Much of my August was spent in Northern Michigan, but still my garden grew at home. The effects of the EPA lead remediation in my yard are everywhere.
Before we left for vacation, I had one more set of plants still sitting in temporary pots: my raspberries. I knew that they would hold up better in my absence if they were in the actual ground instead of in a pot where they would dry out much more quickly. As a result, I rushed the project and didn’t do things in the order I would have if there had been more time.
I’d bought the raspberries at the Master Gardeners’ sale a few years ago because I absolutely love red raspberries and I can’t find anywhere local that grows them. I hadn’t realized how much they would spread, and I was surprised at how quickly they overwhelmed the space.
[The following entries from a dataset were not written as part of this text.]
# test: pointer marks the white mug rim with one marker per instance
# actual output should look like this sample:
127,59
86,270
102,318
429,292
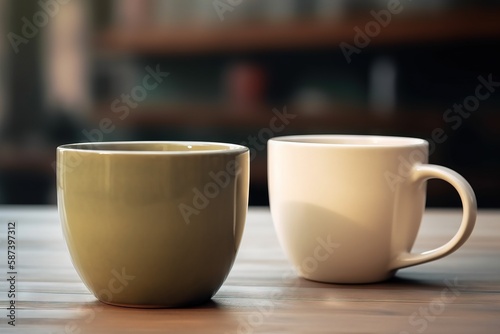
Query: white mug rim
350,141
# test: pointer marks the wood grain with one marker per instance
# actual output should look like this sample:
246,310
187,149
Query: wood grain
262,293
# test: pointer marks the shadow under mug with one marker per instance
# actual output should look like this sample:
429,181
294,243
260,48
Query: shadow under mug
347,208
153,224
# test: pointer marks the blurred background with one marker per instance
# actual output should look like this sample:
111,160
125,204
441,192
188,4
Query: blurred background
75,71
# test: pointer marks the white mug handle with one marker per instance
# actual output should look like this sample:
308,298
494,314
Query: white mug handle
422,173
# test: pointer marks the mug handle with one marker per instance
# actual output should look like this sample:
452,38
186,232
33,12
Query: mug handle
422,173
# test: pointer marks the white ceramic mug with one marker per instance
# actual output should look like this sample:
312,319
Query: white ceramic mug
347,209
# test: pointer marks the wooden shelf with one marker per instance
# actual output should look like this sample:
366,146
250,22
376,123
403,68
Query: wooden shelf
302,34
218,116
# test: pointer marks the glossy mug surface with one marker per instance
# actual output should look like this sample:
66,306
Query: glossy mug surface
153,224
347,209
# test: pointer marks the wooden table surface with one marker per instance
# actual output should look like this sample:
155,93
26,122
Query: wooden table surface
457,294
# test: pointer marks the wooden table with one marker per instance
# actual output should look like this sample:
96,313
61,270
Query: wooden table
458,294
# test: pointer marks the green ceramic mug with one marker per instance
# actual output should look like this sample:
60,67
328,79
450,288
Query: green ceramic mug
153,224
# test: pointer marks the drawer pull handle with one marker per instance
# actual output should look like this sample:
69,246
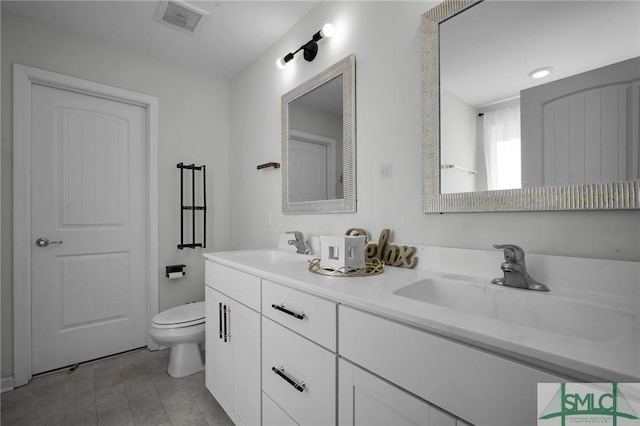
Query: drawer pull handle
280,372
220,320
281,308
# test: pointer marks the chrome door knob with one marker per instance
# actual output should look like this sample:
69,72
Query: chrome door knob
43,242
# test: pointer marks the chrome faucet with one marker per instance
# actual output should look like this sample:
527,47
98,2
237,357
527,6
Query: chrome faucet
515,270
299,242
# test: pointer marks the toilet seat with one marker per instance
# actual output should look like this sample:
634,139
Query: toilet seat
180,316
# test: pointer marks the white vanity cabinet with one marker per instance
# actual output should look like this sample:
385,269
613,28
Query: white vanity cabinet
233,342
298,357
368,400
474,385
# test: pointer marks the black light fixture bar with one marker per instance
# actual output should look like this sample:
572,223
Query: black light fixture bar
310,48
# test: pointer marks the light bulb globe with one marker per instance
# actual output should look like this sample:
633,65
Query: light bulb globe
327,30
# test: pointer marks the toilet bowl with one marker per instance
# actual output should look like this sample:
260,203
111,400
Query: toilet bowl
182,329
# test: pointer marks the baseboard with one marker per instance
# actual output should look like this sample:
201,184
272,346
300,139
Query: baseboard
6,384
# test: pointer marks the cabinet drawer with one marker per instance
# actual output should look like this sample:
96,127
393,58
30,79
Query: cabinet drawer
272,415
243,287
468,382
311,316
313,403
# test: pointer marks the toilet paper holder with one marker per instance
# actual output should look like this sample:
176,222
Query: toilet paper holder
172,269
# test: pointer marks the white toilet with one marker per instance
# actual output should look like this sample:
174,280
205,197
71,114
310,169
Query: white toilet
182,329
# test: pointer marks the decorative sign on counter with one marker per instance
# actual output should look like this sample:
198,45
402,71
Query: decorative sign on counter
344,252
390,254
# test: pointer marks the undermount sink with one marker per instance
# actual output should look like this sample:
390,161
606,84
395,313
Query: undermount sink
270,256
593,318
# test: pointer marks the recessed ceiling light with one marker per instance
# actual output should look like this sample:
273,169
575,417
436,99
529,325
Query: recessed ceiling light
540,72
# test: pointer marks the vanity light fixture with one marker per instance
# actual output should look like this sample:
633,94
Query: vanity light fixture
310,48
540,72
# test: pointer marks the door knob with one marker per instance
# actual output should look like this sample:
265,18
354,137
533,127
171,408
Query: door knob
43,242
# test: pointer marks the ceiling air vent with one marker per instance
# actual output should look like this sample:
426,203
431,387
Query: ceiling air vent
182,15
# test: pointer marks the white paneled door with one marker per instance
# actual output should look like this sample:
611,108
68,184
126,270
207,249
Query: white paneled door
88,227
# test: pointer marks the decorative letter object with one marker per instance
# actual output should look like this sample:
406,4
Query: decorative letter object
391,254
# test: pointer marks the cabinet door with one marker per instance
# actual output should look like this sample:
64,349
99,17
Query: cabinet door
219,354
233,357
364,399
245,339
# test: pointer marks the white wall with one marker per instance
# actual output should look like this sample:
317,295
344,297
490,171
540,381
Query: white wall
385,37
458,128
193,127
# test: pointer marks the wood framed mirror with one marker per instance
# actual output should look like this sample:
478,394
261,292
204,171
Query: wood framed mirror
319,143
545,182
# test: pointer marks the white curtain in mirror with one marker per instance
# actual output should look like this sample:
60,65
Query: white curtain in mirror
501,132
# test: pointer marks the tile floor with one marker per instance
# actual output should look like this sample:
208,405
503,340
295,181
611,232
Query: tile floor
128,389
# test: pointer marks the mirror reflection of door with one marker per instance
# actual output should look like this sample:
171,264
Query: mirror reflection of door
574,125
315,145
309,162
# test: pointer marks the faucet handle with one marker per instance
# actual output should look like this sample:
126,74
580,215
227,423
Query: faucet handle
512,252
299,235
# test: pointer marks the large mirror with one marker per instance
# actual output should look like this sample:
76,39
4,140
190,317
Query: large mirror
318,143
496,139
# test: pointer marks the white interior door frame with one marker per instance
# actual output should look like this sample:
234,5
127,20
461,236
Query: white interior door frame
23,79
330,144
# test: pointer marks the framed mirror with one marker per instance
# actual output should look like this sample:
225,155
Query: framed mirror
319,142
577,129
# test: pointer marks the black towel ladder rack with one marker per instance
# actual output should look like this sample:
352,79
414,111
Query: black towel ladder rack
193,208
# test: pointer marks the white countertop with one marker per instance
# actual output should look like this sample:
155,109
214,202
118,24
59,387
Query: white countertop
615,360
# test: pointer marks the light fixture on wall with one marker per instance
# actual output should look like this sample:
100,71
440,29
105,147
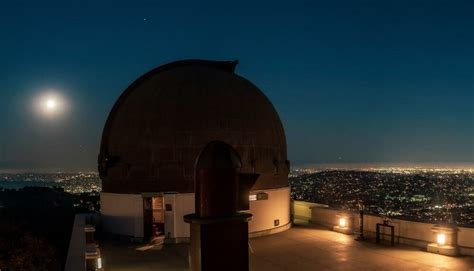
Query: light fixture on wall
441,239
444,240
343,223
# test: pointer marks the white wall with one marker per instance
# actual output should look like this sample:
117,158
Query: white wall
277,206
182,204
122,214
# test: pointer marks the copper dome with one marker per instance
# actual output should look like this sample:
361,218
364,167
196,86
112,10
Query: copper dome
160,123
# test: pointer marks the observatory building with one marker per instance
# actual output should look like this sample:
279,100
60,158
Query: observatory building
154,134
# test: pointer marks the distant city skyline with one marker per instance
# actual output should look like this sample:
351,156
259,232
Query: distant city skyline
355,83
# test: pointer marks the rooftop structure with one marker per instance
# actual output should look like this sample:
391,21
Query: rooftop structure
155,132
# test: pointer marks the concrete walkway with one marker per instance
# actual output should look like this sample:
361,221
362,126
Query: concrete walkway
300,248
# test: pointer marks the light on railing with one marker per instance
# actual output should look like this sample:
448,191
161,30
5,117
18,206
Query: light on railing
445,240
441,239
342,222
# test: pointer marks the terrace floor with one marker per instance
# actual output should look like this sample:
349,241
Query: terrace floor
301,248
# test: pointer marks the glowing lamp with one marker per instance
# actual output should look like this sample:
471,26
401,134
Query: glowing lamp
342,222
444,240
99,263
441,239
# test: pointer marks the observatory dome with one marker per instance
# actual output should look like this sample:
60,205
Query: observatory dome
162,121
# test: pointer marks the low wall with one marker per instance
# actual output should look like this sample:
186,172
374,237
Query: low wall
406,232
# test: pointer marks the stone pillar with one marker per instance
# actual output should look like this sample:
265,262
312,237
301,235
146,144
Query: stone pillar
219,232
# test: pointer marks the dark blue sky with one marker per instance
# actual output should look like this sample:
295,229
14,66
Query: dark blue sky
353,81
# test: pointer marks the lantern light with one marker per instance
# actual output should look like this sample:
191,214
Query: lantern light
342,222
441,239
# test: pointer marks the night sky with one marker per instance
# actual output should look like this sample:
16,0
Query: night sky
353,81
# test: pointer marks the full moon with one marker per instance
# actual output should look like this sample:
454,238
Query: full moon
50,104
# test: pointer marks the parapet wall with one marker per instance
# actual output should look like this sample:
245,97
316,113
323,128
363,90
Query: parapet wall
406,232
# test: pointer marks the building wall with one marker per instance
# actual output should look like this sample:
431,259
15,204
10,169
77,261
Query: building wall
123,213
265,212
406,232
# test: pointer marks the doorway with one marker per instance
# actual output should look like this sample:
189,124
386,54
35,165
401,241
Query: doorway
154,217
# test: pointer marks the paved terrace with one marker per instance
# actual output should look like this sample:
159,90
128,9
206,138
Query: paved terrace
300,248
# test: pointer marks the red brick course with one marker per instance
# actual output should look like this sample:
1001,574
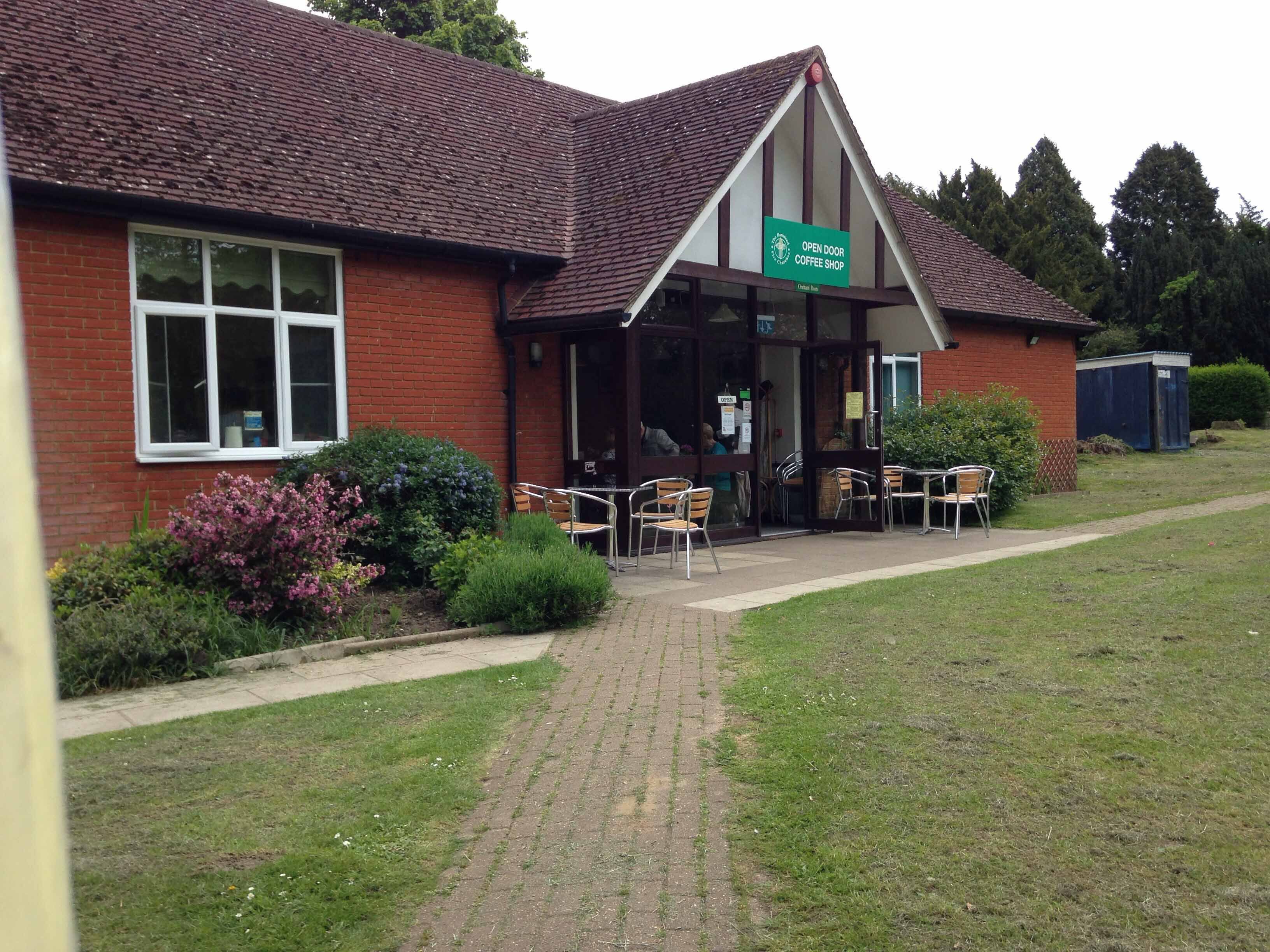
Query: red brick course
1044,374
421,350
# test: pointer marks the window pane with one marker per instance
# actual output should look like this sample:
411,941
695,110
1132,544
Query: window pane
177,371
313,383
727,370
242,276
597,393
671,305
247,374
169,268
308,282
781,314
726,309
906,381
668,398
832,319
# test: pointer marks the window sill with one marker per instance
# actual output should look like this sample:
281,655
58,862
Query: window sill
224,456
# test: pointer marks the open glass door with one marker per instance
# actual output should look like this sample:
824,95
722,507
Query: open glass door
842,438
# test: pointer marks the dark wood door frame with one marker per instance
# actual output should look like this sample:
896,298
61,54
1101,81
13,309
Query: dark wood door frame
867,458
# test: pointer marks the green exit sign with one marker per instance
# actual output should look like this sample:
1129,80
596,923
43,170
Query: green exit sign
807,254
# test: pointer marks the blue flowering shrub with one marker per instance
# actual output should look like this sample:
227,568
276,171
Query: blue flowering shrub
425,493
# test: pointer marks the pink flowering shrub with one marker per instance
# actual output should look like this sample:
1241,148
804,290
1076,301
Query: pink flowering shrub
276,549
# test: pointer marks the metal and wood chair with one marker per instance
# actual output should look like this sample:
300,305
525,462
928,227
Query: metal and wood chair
653,511
691,514
789,478
893,485
853,488
972,485
524,495
562,506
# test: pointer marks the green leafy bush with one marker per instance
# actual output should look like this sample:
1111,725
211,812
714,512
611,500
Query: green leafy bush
996,429
537,532
1230,391
465,554
403,479
533,591
112,573
152,636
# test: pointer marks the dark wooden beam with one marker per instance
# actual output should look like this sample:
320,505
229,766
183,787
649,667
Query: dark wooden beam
845,193
769,173
726,230
879,257
808,150
870,298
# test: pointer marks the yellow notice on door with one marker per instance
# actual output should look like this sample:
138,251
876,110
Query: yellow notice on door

I’d planted them once in my raised bed at the side of the house, then moved them temporarily to my former vegetable garden when I knew it was all going to be dug up. I figured they grew like weeds, so they could handle being dug up and moved around and then moved around again.
Now that it was time to put them in a more permanent space, I tried to figure out how to contain them somewhat. I don’t know that it will really work, but I attempted to dig a trench, line it with weed barrier, then plant the raspberries inside the barrier. I still need to complete a trellis for them. You’ll see the start of it in September.
Meanwhile, I got a little more of my art out, including my German garden weasel, but a lot of my garden art remains in storage where I put it for safekeeping during all the work in my yard. Next year there will be more that makes it out of storage and back into my garden.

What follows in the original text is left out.